Valérie Pécresse est tombée dans l’erreur commise par Nicolas Sarkozy et plus généralement par la droite. C’est à qui voulait supprimer le plus de postes de fonctionnaires. Cette stratégie est non seulement vouée à l’échec, elle n’a aucun sens, comme le prouve d’ailleurs la promesse de 2017 non tenue du Président de la République de supprimer 120.000 malheureux postes de fonctionnaires...

Ce qui importe, c’est de limiter préalablement les fonctions de l’État. Celui-ci doit-il être chargé d’une fonction ? Alors, il n’est jamais assez fort, pour paraphraser Benjamin Constant. Il doit assurer la protection des citoyens et des individus qui vivent sur notre territoire. Il doit donc disposer de forces de police, de gendarmerie et d’armée substantielles et efficaces, ce qui n’est pas le cas. Au contraire, l’État ne doit pas être chargé d’une fonction ? Alors, il n’est jamais trop faible, il doit se désengager et les services doivent être rendus au secteur privé. Tiens : les privatisations, on en parle peu dans la présente campagne électorale ! Or, notre État intervient tous azimuts et il devrait faire l’objet d’une sérieuse cure d’amaigrissement avec le respect strict du principe de subsidiarité. En prenant le nombre de fonctionnaires au sens large, on se souviendra qu’il existe environ 1.500 entreprises publiques en France. Qui y fait référence ?

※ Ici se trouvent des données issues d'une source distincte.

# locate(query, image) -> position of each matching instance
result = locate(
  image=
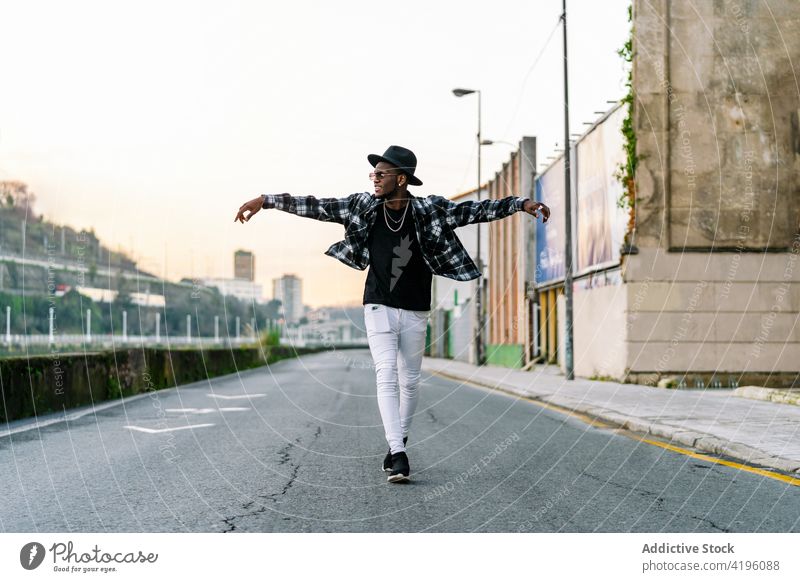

Pour réformer notre pays, ce qui est urgent, il convient d’avoir un projet de réforme global car tout se tient. La baisse du nombre des fonctionnaires n’est qu’un élément du puzzle. Mais pour cela, il faut avoir des principes alors que la plupart de nos hommes politiques se revendiquent d’un pragmatisme mal entendu. De là, notre société bloquée.